"Where there's muck there's ..."
Updated: Mar 7
My grandparents used to say "where there's muck there's money" and in Kibera there's certainly plenty of "muck". Specifically, a lack of any form of refuse collection, and little sanitation are two of the major challenges faced by residents there.
A lack of proper waste management in the slum not only creates unsanitary living conditions but also poses a health hazard to residents. However, it also presents an opportunity, and recognising this, the NC Kibera Drug Abuse Restoration Programme has established a unique waste management service.
Having identified members of their community that are willing to pay for refuse collection, and with a grant from the UK to purchase a hand cart, they have set up a microenterprise refuse collection and disposal business which in addition to addressing waste in the slum, also provides paid employment to the young people who are participating in the restoration programme. They are paid each week for their time on the job and most also elect to have a portion of their remuneration put into savings for their future.

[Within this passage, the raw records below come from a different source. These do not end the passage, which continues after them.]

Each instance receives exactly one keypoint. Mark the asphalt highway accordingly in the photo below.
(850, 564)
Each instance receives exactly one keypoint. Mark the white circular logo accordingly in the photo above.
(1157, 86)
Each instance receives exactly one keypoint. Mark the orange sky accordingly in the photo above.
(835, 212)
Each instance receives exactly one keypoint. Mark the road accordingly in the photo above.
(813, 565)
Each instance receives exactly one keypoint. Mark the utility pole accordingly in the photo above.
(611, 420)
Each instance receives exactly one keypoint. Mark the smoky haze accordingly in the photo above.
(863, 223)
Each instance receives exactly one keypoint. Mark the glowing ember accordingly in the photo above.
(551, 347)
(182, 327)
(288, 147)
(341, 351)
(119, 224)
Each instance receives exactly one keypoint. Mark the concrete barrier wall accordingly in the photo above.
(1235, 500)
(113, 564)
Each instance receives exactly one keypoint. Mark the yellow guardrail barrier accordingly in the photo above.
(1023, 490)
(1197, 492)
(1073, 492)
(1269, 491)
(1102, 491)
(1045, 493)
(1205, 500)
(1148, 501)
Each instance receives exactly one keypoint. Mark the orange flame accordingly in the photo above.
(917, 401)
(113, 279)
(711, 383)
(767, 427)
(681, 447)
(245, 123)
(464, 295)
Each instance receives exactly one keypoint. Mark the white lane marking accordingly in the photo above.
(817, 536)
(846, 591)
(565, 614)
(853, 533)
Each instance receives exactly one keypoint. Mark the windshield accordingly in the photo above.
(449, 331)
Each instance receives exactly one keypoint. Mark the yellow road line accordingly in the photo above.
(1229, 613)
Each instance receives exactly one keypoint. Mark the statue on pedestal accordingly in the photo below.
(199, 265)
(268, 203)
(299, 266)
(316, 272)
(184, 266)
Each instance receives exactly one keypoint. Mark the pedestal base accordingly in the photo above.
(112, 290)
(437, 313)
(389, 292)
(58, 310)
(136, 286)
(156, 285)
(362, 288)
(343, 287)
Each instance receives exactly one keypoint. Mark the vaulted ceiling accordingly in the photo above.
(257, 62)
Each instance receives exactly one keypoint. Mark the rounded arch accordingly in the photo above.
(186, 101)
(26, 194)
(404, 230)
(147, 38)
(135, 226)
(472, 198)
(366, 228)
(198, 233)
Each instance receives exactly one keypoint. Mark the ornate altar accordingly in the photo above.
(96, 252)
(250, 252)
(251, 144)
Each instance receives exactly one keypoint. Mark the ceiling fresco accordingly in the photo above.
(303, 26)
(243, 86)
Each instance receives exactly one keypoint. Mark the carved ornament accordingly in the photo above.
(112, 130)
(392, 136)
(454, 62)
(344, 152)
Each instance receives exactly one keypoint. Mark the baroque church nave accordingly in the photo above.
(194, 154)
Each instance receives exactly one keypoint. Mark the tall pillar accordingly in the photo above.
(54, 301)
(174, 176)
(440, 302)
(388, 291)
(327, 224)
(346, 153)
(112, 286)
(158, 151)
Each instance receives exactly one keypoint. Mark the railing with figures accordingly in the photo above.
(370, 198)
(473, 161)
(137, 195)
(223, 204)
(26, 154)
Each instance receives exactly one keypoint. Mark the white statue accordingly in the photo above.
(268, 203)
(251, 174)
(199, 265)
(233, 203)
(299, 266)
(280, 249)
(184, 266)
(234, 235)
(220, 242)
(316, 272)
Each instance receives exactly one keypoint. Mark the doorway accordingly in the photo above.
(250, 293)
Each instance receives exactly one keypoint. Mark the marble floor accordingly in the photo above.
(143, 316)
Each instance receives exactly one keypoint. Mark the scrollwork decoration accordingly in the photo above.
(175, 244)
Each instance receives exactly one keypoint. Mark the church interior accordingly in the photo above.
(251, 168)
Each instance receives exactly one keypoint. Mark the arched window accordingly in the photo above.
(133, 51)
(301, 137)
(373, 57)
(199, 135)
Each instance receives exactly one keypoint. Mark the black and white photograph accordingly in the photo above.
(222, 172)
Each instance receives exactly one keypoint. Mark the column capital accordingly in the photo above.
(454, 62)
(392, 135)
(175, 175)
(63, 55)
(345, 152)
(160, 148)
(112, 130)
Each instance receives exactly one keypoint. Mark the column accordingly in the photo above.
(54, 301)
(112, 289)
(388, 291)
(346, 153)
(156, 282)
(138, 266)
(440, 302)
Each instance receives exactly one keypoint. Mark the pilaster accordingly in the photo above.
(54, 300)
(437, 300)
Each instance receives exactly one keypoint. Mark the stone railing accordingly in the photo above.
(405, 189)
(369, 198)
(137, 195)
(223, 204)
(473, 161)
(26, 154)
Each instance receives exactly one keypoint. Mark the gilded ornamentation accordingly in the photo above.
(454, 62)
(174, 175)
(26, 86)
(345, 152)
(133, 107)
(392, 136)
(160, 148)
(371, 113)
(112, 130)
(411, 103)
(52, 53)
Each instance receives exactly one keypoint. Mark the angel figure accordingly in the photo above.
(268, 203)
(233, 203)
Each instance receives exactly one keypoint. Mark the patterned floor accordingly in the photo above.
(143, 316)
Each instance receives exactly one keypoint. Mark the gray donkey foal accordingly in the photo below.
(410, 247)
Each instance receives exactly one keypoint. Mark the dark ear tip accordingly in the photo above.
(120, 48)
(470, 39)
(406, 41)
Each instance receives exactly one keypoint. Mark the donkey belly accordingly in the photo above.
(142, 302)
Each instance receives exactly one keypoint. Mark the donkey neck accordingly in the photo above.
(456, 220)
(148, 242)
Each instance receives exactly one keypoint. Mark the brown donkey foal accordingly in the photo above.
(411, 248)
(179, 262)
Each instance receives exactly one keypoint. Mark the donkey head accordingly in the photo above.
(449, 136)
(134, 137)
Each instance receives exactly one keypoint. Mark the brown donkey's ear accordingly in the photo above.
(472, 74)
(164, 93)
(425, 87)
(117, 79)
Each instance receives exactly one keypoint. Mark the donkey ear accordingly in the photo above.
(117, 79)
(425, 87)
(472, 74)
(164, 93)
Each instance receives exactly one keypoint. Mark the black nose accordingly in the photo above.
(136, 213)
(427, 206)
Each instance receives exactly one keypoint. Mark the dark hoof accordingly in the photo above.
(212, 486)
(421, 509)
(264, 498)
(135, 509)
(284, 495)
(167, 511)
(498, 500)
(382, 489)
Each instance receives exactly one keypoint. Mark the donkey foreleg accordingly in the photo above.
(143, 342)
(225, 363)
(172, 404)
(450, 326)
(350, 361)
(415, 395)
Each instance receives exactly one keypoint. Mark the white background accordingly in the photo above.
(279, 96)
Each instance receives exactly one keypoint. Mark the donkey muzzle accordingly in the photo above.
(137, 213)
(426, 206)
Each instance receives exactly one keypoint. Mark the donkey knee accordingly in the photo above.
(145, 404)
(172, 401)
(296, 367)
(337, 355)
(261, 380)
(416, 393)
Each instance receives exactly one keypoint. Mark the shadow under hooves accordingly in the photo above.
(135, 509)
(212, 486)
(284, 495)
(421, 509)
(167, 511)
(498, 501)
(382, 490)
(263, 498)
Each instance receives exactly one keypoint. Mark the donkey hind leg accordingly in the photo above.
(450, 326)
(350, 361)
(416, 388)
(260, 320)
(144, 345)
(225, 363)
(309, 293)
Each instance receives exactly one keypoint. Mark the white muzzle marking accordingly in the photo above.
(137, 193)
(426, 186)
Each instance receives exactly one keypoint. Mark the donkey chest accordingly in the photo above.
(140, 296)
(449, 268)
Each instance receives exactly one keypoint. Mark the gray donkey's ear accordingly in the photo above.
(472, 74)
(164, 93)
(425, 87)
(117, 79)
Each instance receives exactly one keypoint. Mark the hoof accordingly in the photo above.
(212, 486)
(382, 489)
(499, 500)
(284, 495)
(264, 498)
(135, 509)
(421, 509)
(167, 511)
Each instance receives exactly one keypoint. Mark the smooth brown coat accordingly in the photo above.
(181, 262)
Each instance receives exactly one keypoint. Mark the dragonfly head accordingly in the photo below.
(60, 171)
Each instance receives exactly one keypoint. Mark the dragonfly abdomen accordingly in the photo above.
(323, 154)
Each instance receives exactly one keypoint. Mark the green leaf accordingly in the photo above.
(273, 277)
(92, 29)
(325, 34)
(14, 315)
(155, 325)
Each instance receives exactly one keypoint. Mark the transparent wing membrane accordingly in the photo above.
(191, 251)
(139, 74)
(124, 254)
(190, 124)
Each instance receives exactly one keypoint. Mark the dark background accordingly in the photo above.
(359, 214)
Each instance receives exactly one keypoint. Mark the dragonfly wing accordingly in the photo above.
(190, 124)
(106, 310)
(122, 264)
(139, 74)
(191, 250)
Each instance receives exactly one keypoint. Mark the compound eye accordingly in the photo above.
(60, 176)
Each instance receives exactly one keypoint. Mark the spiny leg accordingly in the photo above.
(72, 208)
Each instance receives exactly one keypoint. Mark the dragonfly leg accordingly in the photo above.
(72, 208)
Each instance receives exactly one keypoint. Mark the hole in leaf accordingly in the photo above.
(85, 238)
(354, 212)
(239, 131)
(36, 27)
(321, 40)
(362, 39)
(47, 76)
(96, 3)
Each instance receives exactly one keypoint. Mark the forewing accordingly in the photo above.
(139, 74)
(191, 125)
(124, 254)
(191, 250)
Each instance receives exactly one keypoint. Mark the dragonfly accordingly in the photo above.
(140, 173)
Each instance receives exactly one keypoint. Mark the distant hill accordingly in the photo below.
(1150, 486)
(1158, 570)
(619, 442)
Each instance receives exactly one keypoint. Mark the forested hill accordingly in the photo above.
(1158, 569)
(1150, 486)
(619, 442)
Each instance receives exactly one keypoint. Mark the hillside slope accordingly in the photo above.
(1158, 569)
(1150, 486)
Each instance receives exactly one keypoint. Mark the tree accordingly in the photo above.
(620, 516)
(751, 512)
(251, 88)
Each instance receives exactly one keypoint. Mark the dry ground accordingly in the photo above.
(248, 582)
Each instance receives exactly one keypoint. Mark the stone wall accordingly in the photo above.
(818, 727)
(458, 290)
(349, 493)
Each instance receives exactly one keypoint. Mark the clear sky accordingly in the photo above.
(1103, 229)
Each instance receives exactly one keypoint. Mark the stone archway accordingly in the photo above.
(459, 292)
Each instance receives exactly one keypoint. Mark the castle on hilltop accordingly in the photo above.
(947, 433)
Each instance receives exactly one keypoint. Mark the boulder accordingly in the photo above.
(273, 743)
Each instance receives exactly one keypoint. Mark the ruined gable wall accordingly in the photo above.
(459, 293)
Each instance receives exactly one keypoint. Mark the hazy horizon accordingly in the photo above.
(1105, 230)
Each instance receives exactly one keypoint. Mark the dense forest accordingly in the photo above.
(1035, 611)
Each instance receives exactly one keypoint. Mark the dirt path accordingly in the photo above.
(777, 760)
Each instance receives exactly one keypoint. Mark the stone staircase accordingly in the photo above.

Initially purchasing and using expensive black refuse bags the Restoration Team struggled with the cost but also recognised the environmental impact of single-use plastic. They are now beginning to use lidded dustbins which of course are multi-use. But at a cost of 2,300 Kenyan Shillings (£15) each, they are not cheap, but will provide a return on investment over their lifetime as well as providing a better service for their clients. The profits from the business will enable them to invest in more bins and slowly build their customer base.
* Drugs, Crime Zii = Zero Drugs, Zero Crime.